Les mondes colonisés par l’Occident ont produit ces dernières décennies de nombreux textes critiques des sciences humaines et sociales, mais sont rarement cités en France même quand leurs auteur.es proviennent de territoires d’outre-mer français et sont traduit.es en anglais pour être étudié.es dans les universités des pays du Sud. La revue internationale des livres et des idées avait tenté entre 2007 et 2010 de faire connaître de tel.es auteur.es promouvant entre autres les études dites postcoloniales ou les études subalternes qui ont nourri les études littéraires en France, mais furent ignorées ou rejetées par de nombreux universitaires des sciences humaines et sociales. Le rejet s’exprime parfois par la méfiance de postures supposées communautaristes ou essentialistes des auteur.es issu.es de diasporas – depuis la traite négrière aux territoires encore colonisés – qui revendiquent l’histoire et la mémoire culturelle de leurs ascendants. Face à l’affirmation des mouvements afroeuropéens, tel le CRAN en France, et ceux des Kanaks de Nouvelle Calédonie, des Ma’ohi de Polynésie française ou des Amérindiens de Guyane française qui se battent pour des formes politiques autonomes, la reconnaissance de leur langues et des statuts juridiques pour gérer eux-mêmes leurs terres et leurs choix économiques, nombreux sont encore les intellectuels qui plaident pour un universalisme de la République indivisible incapable de reconnaître la spécificité des réalités complexes qui affectent les populations concernées et les voix de solutions singulières qu’elles proposent.

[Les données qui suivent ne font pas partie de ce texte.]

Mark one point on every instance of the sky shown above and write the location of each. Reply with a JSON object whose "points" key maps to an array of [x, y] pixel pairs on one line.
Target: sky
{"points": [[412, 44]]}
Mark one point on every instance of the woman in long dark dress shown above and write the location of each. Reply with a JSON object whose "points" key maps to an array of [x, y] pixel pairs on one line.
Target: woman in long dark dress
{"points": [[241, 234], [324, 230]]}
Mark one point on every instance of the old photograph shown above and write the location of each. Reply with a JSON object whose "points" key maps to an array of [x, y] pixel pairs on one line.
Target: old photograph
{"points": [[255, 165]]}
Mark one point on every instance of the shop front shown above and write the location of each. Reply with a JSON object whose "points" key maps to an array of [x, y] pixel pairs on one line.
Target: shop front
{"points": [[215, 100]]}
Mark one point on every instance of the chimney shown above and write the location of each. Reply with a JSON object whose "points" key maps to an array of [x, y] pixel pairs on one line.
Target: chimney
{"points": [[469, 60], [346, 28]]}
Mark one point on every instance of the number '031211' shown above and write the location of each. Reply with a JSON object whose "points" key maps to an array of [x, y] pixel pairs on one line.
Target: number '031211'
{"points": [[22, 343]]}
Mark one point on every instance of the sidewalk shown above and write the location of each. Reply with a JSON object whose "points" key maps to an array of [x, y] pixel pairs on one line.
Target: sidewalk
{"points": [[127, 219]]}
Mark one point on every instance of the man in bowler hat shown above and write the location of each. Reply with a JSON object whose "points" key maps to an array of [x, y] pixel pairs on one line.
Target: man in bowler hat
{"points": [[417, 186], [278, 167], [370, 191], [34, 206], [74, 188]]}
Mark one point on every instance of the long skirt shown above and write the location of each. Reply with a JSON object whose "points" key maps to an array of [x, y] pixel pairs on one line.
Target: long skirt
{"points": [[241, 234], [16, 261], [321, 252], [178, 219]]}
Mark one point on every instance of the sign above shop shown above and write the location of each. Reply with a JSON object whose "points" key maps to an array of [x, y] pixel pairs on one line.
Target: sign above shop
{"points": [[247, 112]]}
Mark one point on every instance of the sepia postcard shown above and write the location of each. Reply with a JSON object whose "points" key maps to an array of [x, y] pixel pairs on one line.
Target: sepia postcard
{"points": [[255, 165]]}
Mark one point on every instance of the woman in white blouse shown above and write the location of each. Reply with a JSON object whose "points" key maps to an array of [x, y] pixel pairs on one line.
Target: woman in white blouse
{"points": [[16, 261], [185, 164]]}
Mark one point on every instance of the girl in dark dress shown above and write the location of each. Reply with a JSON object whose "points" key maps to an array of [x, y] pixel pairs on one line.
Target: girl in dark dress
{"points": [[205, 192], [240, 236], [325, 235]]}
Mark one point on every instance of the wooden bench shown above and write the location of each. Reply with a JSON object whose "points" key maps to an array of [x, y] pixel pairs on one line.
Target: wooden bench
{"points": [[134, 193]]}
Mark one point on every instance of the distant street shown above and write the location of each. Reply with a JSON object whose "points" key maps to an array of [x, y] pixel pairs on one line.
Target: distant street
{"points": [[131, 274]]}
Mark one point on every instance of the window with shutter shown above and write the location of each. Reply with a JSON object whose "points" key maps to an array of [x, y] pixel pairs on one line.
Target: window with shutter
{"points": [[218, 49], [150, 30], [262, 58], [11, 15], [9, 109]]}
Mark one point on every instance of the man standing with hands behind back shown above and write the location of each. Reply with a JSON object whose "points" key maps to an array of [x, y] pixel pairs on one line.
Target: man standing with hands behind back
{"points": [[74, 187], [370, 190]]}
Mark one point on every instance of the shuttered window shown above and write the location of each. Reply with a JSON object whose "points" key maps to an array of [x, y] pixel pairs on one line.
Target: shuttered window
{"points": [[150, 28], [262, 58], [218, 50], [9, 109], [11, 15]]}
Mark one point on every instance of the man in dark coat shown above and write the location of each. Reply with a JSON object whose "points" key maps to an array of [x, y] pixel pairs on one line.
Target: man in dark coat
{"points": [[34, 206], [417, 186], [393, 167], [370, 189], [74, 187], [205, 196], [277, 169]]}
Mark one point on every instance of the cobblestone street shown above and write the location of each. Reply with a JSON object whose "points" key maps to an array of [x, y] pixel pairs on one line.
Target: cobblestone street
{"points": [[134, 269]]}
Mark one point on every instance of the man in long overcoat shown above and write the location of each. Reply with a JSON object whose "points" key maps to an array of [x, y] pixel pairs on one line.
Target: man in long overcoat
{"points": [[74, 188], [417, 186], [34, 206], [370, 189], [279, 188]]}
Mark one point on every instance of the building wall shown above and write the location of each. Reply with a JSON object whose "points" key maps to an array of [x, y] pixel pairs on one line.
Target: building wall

Dans cette situation d’un universel excluant la reconnaissance des différences, la traduction du livre de l’anthropologue colombien Arturo Escobar Sentir-Pensée avec la terre arrive à point. Sa renommée comme celle d’autres penseurs du Sud traverse les frontières car leurs idées accompagnent des luttes concrètes qui partout sur la planète cherchent à changer la logique capitaliste de destruction des territoires et des modes de vie des peuples qui les habitent, tout en creusant les fossés de la misère et de l’exclusion dans toutes les villes du monde. Si Escobar enseigne aujourd’hui aux USA, sa théorie est directement inspirée de son engagement de 30 ans auprès des Autochtones et des Afrodescendants d’Amérique latine : « Sur le plan théorique, on considère que les cosmovisions et les pratiques des communautés indigènes, afro-descendantes et paysannes peuvent contribuer à édifier un modèle de civilisation alternatif. Il ne s’agit de rien de moins que de « retrouver le sens de la vie » (p. 61). Il rejoint en ce sens l’anthropologue David Graeber qui rappelait dans Pour une anthropologie anarchiste que les sciences sociales avaient au départ été fondées pour analyser les organisations sociales et les structures de domination, dans l’espoir de d’améliorer la vie en société en construisant un monde meilleur, mais qu’avec le temps ce projet utopique de transformation sociale a été oublié par l’institutionnalisation des savoirs et des disciplines.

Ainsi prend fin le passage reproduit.